For software, Samsung has its usual suite of basic apps and a few sponsored ones that you cannot delete. While annoying, most people really don’t mind these and just forget about them anyway so it wasn’t really a huge negative for us. Setting up the fingerprint and facial recognition systems were easy and quick, and Samsung also put in an option to toggle gesture navigation and even soft touch button ordering, whichever suits your fancy.
Samsung Galaxy M20 review: Rear Cameras
The two lens setup for the rear camera of the M20 takes great wide angle shots, and we took it shooting in the daytime and at night in several spots (using auto mode).
We did observe a bit of colors being washed out for daytime shots, so you may notice that colors are a little less vibrant – nothing a bit of adjustment won’t be able to fix. At night, the shots turned out great! Note that no retouches were made, only formatted on a template.
The colors in well-lit areas were vibrant but we noticed that it seems to blur bright lights a bit. The M20 responds to touch auto-focus which you can tweak to balance the bright and dark spots. In our shot of a construction area at night with a bit of light, the blacks are deep but the M20 struggled to present details in the dark. The lit areas weren’t really problematic, though.
Samsung Galaxy M20 review: Gaming
Speaking of which, gaming was a great experience on the Galaxy M20. The hardware, together with the 5,000mAh battery, gave us a lot of gaming time with no real game-breaking frame drops. The Mali G71 MP2 GPU held up graphics demands quite well, with no noticeable lag.
Mobile Legends was our game of choice as it really is popular (and the game we think most of our readers play) and the phone never showed signs of slowing down nor really heating up to the point where we would drop it. It would warm up, but nothing uncomfortable.

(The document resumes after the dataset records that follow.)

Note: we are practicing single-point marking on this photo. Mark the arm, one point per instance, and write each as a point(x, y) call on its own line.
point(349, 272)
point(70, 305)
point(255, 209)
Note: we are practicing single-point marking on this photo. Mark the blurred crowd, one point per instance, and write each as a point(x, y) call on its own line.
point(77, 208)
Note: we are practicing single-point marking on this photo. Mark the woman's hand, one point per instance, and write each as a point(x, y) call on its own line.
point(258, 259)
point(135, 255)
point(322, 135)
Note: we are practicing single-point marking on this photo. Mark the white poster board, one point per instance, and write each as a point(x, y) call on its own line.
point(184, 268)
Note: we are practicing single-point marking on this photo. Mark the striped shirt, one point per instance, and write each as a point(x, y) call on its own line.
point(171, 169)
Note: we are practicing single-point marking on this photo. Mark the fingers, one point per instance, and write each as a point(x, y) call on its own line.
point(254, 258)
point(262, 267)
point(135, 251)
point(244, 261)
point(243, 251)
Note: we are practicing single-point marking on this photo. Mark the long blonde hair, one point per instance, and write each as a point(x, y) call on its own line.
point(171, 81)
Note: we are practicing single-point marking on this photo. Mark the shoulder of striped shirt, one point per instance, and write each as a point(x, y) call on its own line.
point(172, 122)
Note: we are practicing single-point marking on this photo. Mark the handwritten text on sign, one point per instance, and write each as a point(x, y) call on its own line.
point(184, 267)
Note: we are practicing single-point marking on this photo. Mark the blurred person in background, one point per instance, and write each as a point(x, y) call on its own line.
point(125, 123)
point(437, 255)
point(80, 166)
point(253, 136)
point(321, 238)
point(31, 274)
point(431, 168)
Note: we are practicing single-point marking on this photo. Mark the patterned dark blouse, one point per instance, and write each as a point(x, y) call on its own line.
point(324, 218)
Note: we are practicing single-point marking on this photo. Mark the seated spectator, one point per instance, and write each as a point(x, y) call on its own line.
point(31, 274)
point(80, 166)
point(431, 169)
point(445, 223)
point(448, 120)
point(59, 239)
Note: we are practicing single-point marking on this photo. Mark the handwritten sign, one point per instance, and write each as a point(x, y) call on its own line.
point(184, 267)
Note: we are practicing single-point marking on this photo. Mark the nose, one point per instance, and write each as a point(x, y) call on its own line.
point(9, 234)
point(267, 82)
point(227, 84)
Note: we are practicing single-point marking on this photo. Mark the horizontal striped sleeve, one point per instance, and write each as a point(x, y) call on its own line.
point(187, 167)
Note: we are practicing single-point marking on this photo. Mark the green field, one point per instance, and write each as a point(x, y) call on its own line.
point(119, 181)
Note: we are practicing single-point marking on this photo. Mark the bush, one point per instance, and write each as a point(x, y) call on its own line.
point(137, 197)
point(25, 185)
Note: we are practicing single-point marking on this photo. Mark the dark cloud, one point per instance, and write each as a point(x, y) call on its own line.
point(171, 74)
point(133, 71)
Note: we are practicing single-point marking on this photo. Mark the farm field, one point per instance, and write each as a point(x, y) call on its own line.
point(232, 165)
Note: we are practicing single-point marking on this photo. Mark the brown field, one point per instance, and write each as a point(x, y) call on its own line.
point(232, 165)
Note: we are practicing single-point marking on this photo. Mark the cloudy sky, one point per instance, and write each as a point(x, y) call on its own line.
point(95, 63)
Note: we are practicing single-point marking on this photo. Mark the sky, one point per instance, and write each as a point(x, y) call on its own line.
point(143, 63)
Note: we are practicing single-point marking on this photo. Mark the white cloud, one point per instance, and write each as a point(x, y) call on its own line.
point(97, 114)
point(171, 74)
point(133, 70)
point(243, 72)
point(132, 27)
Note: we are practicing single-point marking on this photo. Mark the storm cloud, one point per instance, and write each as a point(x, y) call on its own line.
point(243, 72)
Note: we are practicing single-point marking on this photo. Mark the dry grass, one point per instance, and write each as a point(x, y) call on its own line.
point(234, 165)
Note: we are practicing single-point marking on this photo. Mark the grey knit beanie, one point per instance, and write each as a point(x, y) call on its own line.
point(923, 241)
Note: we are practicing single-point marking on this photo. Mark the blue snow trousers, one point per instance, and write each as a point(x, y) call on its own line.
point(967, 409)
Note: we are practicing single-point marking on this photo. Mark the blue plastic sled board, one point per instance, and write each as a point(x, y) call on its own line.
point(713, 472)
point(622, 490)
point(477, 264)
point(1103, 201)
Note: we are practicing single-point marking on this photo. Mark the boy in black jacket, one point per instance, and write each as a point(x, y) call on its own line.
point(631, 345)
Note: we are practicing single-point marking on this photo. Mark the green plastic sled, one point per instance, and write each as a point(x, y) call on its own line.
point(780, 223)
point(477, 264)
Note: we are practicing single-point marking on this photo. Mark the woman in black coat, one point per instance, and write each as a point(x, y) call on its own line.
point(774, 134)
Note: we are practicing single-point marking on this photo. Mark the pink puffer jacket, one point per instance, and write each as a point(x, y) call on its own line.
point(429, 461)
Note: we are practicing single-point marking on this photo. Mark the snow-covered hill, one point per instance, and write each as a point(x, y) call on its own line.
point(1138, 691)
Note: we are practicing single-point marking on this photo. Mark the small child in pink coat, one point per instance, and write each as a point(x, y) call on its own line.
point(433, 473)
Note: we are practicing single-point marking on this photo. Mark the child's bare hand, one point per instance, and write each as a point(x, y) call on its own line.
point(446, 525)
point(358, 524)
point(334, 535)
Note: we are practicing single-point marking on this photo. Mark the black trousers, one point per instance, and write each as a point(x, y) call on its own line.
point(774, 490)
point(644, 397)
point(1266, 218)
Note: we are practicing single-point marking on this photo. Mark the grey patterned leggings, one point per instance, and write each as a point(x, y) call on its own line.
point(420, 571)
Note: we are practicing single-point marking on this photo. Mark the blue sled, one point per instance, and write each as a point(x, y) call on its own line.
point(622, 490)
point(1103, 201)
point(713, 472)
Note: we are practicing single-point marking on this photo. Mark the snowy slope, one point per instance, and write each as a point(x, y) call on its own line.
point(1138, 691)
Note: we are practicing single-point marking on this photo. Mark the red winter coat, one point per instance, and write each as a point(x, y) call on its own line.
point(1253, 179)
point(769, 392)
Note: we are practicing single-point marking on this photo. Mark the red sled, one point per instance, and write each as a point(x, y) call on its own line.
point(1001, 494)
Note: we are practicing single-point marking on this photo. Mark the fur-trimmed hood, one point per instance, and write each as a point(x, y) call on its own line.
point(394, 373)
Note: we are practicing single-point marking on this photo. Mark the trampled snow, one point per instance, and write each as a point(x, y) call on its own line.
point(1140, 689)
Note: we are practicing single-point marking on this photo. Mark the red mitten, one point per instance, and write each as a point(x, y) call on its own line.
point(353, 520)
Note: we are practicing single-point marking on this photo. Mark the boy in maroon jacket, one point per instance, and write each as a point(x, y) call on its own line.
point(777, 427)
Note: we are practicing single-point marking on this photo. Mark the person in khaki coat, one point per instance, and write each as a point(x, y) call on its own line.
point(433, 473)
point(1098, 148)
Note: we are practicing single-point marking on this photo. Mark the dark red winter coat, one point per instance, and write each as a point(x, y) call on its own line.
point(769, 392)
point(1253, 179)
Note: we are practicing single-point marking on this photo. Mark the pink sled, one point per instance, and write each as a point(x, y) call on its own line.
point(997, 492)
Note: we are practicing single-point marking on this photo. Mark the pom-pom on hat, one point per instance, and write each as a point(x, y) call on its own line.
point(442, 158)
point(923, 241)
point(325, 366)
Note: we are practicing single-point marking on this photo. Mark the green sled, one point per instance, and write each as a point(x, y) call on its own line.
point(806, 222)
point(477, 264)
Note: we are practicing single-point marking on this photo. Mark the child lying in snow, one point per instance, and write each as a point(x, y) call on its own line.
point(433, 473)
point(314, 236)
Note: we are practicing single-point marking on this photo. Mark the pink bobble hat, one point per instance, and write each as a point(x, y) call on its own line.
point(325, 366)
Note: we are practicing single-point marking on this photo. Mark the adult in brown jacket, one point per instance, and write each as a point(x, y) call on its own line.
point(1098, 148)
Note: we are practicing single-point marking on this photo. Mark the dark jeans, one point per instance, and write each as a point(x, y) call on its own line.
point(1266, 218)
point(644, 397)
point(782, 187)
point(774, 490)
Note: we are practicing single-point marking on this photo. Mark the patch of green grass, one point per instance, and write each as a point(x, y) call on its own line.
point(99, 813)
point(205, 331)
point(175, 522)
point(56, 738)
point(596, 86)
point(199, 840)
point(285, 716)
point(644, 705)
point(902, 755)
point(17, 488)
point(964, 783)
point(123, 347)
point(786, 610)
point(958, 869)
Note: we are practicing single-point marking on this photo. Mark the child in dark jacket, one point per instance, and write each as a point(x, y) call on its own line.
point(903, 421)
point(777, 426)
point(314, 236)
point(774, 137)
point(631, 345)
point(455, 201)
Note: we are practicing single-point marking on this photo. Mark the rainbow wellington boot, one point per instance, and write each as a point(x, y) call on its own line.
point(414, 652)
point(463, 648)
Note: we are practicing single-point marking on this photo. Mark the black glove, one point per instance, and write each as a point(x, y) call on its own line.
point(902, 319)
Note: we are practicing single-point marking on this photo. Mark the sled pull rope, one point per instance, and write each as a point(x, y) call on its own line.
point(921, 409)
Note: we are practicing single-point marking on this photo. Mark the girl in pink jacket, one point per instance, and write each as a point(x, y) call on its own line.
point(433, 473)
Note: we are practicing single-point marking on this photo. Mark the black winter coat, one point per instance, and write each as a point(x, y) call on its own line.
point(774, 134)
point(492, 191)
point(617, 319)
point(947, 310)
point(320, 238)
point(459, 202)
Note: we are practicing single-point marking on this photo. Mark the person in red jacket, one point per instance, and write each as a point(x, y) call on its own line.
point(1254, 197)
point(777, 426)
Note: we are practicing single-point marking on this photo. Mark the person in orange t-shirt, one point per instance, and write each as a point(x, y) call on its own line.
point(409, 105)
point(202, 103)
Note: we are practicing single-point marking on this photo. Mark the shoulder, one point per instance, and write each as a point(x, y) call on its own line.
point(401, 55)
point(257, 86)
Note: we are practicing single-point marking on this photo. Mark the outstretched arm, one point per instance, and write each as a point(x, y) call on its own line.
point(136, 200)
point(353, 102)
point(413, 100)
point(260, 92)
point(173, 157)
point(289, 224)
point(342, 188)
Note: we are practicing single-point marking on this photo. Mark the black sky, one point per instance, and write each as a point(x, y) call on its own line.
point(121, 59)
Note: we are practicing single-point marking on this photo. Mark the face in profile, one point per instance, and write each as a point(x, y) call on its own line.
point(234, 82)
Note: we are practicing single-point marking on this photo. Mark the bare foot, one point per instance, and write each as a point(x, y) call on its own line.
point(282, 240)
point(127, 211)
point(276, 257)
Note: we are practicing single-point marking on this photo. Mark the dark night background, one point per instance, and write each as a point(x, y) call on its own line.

Samsung Galaxy M20 review: Battery
One of the Galaxy M20’s main draws is its 5,000mAh battery. As mentioned above, the phone works really well for daily use with a bit of media viewing and a few solid hours of gaming. At full charge the M20 promises two solid days of battery life, but in real world testing, we got around a full day of use (9AM-11PM) with an hour or two extra for change. Our data was always on, and we used the phone for sending work emails, browsing social media, playing Mobile Legends for an hour, and watching an episode or two via Netflix before turning in for the night.
What really made us like this phone is that it has a Type-C charging port, something sorely needed with each and every new phone that will come out, regardless of spec or price point. The Type-C connection really sped up charging time for us – around two hours to get from around 20% to full.
Samsung Galaxy M20: Final Verdict
After using the Galaxy M20 for almost a month, we found it hard to say goodbye to it. It has a great hand-feel all around the body, and really feels tough which are things we always want to be at the top of our priority list when looking for a daily driver smartphone. It ticks a lot of our checkboxes, and has a battery capacity to keep up with what we do on a phone all day and even go the distance.
All in all, the Samsung Galaxy M20 is a decent midrange smartphone for the youth market, with a big vibrant display and large battery life to support a full day’s worth of browsing the net, watching movies, and playing mobile games. While the camera can be a little lackluster in terms of washing some colors out, the wide angle daytime shots are great to use when traveling.
The Samsung Galaxy M20 retails at P10,490 at all Samsung stores and partner retailers. Not a bad price for all that it can do!